Researchers recorded the expressions of pregnant women while ultrasound machines simultaneously captured live images of their developing fetuses.

By cross-referencing these records, scientists discovered that fetuses yawned with a distinct delay of approximately 90 seconds following a maternal yawn.

This timing mirrors the response patterns seen in adult contagious yawning, suggesting a sophisticated biological mechanism is at work before birth.

The team from the University of Parma recruited thirty-eight women between twenty-eight and thirty-two weeks pregnant to test these theories.

Participants watched various videos, including clips of people yawning, specifically designed to trigger a behavioral response in their unborn children.

Advanced artificial intelligence tools tracked subtle lip and nose movements of the babies through the ultrasound imagery with high precision.

The analysis showed no link between a mother simply moving her mouth and her baby yawning, ruling out basic mimicry as the sole cause.

Instead, yawning likely alters the mother's breathing patterns, chest pressure, and diaphragm activity, providing physical cues the fetus can detect instantly.

Alternatively, a maternal yawn might trigger a specific hormone response that the unborn child recognizes and reacts to immediately.

"This study provides the first empirical evidence that foetal yawning can resonate with maternal behaviour," the scientists wrote in Current Biology.

"These findings challenge the view of foetal behaviour as purely reflexive or entirely self-contained," they added with significant emphasis.

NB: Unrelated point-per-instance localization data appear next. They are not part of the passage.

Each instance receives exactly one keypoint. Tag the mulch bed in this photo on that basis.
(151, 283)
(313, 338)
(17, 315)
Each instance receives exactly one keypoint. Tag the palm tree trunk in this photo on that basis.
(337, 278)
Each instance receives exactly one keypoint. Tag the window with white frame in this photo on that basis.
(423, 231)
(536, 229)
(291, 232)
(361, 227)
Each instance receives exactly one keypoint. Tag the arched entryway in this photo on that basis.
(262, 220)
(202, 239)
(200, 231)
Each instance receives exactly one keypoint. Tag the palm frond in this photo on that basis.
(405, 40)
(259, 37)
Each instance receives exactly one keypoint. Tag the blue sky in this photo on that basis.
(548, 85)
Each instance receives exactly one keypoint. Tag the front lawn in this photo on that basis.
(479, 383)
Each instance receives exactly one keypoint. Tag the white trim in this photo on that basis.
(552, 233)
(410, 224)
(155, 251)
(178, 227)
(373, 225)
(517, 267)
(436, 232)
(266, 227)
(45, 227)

Professor Damiano Menin from the University of Ferrara noted that yawning is a behavior found across all vertebrate species without a clear purpose.

"In humans, foetuses yawn in the womb from about 11 weeks," he explained regarding the early onset of this complex action.

Even without air to inhale, the fetus slowly opens its mouth, performs motions resembling breathing, and then gently closes it again.

These interactions suggest that babies become biologically and behaviorally attuned to their mothers well before they ever see the light of day.

Such prenatal coordination may lay the essential groundwork for the social and emotional connections that develop after birth.

The paper concludes that foetal yawning increases selectively when mothers yawn, indicating a possible prenatal form of behavioral contagion.

This discovery highlights a remarkable continuity in this behavior across different developmental stages, fundamentally changing our understanding of early human connection.